Мимо несется шустренький шестиклассник. Резко затормозил. «Маргарита Алексеевна! А развитие культуры имманентно развитию человечества?» – «Нет, конечно». – «Я так и думал». Пронесся дальше. Я только рот раскрыла – ни черта себе, шестой класс! Я этих слов и в университете не знала. Это, по-моему, даже перебор. В это никто даже не поверит. Мне глубоко безразлично, поверит кто-то там или нет. Каждый видит и слышит лишь то, что он готов увидать и услышать. Жизнь же – разнообразна, в этом ее и сила. А шестиклассник спросил и пронесся, против этого не попрешь.

Возле учительской навстречу Маргарите шагнул добровольный дежурный по этому, значит, сегодня посту из ее десятого «А», мальчик высокий, очкастый, неторопливый и основательный: «Можно посоветоваться?» – «Конечно, Стасик». – «В шестом „Б“ девочки опять плачут…» И замолк, очень неторопливый. «Какие, Стасик?» – «Неля Богданова и Марьянка…» Снова замолк. На уроке, когда Стасик отвечает, от класса требуется завидное терпение. «Хорошие девочки. А чего они плачут?» Тут – мгновенно: «Опять Лапиков. Он девочкам опять под юбки заглядывает…» – «Нужно с ним поговорить. Он не дурак. Спросить, он что; колготок не видел?» – «Уже говорили…» – «Значит поговорить, чтоб понял. Я вас, Стасик, перестаю узнавать». Стасик замялся. «А если, Маргарита Алексеевна, врезать ему?» – «Шестой класс!» – «Девочки плачут, Неля Богданова и Марьянка». – «Ладно, – решила Маргарита, – сама сегодня поговорю». – «Вернее бы – врезать…» Очкастый Стасик чуть отодвинулся в сторону, явно неудовлетворенный, освободил для нас путь в учительскую…

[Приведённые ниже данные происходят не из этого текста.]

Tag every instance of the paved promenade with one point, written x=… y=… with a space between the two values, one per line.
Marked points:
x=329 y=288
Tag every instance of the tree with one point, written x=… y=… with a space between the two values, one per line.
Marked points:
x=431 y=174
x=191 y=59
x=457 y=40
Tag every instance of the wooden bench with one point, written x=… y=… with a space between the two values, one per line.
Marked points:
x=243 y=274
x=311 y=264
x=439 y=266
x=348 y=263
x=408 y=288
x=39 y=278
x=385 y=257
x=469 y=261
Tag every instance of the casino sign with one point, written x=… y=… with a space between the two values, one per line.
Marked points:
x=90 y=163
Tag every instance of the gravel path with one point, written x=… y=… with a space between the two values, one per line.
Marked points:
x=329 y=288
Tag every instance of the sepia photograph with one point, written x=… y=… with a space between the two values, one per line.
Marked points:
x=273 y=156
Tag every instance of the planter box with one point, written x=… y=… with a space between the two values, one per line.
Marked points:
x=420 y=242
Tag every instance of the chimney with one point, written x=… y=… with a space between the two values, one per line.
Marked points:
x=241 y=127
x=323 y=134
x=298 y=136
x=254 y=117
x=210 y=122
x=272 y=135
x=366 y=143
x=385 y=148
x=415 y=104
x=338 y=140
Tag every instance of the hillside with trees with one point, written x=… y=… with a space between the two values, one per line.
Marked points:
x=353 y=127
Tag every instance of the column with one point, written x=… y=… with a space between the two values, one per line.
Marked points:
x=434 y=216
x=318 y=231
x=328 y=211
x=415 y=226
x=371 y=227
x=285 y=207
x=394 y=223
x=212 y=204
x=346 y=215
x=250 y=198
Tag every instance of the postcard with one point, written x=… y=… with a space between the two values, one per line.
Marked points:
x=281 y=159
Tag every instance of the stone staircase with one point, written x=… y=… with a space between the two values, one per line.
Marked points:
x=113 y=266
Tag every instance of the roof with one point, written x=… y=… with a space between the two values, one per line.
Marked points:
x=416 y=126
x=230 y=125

В учительской все уже были, только нас с Маргаритой и не хватало. Все скоротечно радовались друг другу, перемена – мала, общались в пинг-понговом темпе. «Лапиков на пении был?» – «Был. Я его в раздевалке поймала». И тут – Лапиков. «Поздравьте меня – еще одна пламенная любовь!» – «Кто да кто?» – «Сердюк с Валей Жуковой». – «Ну, это ненадолго. Переживем!» – «Плавильщиков опять посреди урока заснул. Вечером ходила домой, закрыто». – «Мать надо на педсовет!» – «Святая наивность! Она не придет». – «Товарищи, у кого журнал пятого „А“?» – «А у меня Ирка Метальникова задачку сегодня решила. Можете представить?» – это физичка оторвалась от телефона со своей личной радостью. Все оценили. Физичка в перемену блокирует телефон, причины у нее веские, никто не ропщет, бегают к другому – вниз в канцелярию. Физичка родила девочку в тридцать восемь лет, первый ребенок, года еще нет, и учит по телефону мужа, как кормить девочку, проверяет, как накормил, муж пока, к счастью, на больничном, у нее выпускные классы, няню пока не нашли, но надеются.

В дальнем углу веселая англичанка, Юлия Германовна, – вулкан, гейзер, Машку к ней надо было в класс, тут я маху дала, – весело что-то втолковывала студенткам-практиканткам. У практиканток были испуганные и застылые лица случайно столкнувшихся с автобусом сельских жителей. Они-то думали, что в городе – еще конки и вдруг столкнулись с «икарусом». Не привыкли еще к школьным будням. Среди общего сдержанного и слитного гула деловито моталась Геенна Огненная и требовала, чтобы все представили планы уроков. Кое-кто ей давал.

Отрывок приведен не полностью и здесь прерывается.